Tuesday, November 27, 2007

Aesthetics - Why we appreciate art


I have always begun my Introduction to Scene Design lectures with an introduction to aesthetics- or "why we appreciate art". I use James Joyce as a model because Joyce makes understanding the aesthetics of art very clean and easy to understand.

In his book, A Portrait of the Artist as a Young Man, Joyce defines a theory of art which forms a structure for all of his later writings. This theory of art is a classic and well realized theory of aesthetics.

Proper vs. Improper Art

Proper art has to do with the aesthetic experience. Joyce's formula for an aesthetic experience is that it does not move you to want to possess the object. The aesthetic experience is simply the beholding of the object. Proper art is static. It is not moving you to do anything. You are immobilized in what Joyce calls "aesthetic arrest". Joyce uses the word aesthetic in its prime sense i.e. having to do with the senses. The actual apprehension or moment.

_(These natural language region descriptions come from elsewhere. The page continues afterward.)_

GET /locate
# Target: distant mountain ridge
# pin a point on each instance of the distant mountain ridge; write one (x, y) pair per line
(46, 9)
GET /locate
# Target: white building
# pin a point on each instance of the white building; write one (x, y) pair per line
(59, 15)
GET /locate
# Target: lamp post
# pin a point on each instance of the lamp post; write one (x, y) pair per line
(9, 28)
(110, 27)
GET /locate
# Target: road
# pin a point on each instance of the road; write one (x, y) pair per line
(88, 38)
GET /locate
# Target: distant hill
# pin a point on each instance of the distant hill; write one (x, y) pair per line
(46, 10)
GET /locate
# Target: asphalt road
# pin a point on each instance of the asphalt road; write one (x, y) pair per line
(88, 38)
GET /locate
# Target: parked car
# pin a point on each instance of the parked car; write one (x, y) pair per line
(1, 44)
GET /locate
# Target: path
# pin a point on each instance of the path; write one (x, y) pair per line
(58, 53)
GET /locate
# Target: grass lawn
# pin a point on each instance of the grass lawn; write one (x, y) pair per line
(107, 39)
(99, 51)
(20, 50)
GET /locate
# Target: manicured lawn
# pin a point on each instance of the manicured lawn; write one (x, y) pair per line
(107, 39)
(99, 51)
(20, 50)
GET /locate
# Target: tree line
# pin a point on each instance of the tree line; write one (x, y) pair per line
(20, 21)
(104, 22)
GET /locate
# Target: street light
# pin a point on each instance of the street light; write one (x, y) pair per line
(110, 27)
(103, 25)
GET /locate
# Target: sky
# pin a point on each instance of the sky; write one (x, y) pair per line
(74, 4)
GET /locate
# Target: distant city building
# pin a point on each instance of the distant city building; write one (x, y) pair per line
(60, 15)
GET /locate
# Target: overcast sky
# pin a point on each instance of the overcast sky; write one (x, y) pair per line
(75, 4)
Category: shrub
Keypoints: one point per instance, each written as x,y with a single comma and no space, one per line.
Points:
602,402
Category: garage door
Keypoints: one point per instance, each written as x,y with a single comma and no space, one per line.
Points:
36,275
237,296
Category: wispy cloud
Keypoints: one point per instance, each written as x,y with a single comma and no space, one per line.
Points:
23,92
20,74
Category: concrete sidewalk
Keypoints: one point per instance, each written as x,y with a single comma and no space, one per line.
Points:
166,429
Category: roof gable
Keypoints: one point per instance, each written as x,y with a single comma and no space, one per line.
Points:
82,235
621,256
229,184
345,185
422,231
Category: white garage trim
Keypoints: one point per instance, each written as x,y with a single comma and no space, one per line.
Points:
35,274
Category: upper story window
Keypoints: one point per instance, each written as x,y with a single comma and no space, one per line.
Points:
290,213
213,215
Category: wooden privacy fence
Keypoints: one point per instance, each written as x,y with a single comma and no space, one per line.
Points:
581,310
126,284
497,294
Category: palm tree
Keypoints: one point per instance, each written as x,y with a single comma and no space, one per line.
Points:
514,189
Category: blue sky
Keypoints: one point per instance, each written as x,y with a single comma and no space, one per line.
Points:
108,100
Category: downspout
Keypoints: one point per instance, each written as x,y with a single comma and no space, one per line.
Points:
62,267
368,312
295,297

Definition: aesthetic arrest - “a spiritual state very like to that of a cardiac condition which the Italian physiologist Luigi Galvani called the “enchantment of the heart”
Portrait pp376

The mind in that mysterious instant that Shelley likened beautifully to a fading coal.
Portrait pp375


Improper art is art in the service of something that is not properly the function of art. Improper art is kinetic. It moves you either with desire or with loathing or fear for the object represented. You are moved into action. You are NOT in aesthetic arrest. The meaning and sense of the object is not delivered in its formal organization. Art that moves you, moves you with either desire for the object or with loathing (or fear) away from the object. Art that moves toward the object, Joyce calls pornographic. ex: advertising, TV, magazines. You are not enchanted by the object you are beholding.

What of Proper Art and the static? What moments of experience can be defined? For this, Joyce turns to St. Thomas Aquinas. Aquinas gives us a definition of beauty. Beauty is what pleases. There are three moments to be recognized:

Qualities of Universal beauty:

Integritas- Everything within a picture frame is to be looked at as one object, not an assortment of objects.
Consonantia- Within this frame, what is important is the relationship of part to part, part to whole, whole to each of its parts, etc. These parts include the basic principles and elements of design: color, mass, form, texture, line, shape. The instrument of art is rhythm.
Claritas- When the rhythm of the art is fortunately achieved or rendered you are held in aesthetic arrest and experience a radiance. This is the mystery. This is what holds you. This is the mystery of art and as we will later learn, the mystery behind the Theatre Experience. A rhythm out there establishes within you a resonance of a corresponding rhythm within you and you are fixed in a harmonious rhythm of relationships.

Beauty
If there is a rhythm and radiance that does not totally overwhelm you we call it beauty.
Sublime
If it is something that so diminishes your ego that you are in a transcendent rapture; this is the sublime. What renders the sublime is immense space or immense power. Very little art handles the sublime. One has to experience the sublime. It is the diminishment of ego where your own inner self opens out. All orientation is just blown.

Integritas- Wholeness, integrity.
Consonantia- Harmony, consonance
Claritas- radiance.

These are the basic principles of non objective art. You are not move by desire or loathing, your are held in aesthetic arrest (held by a beautiful accord). Joyce calls this "the rhythm of beauty which stills the heart". What this represents is a breakthrough. You have passed through the object and experience a kind of transcendence which has manifested itself in you by the object represented. Pure object turns you into pure subject. You are beyond desire and loathing and are suspended in a beautiful accord: aesthetic arrest.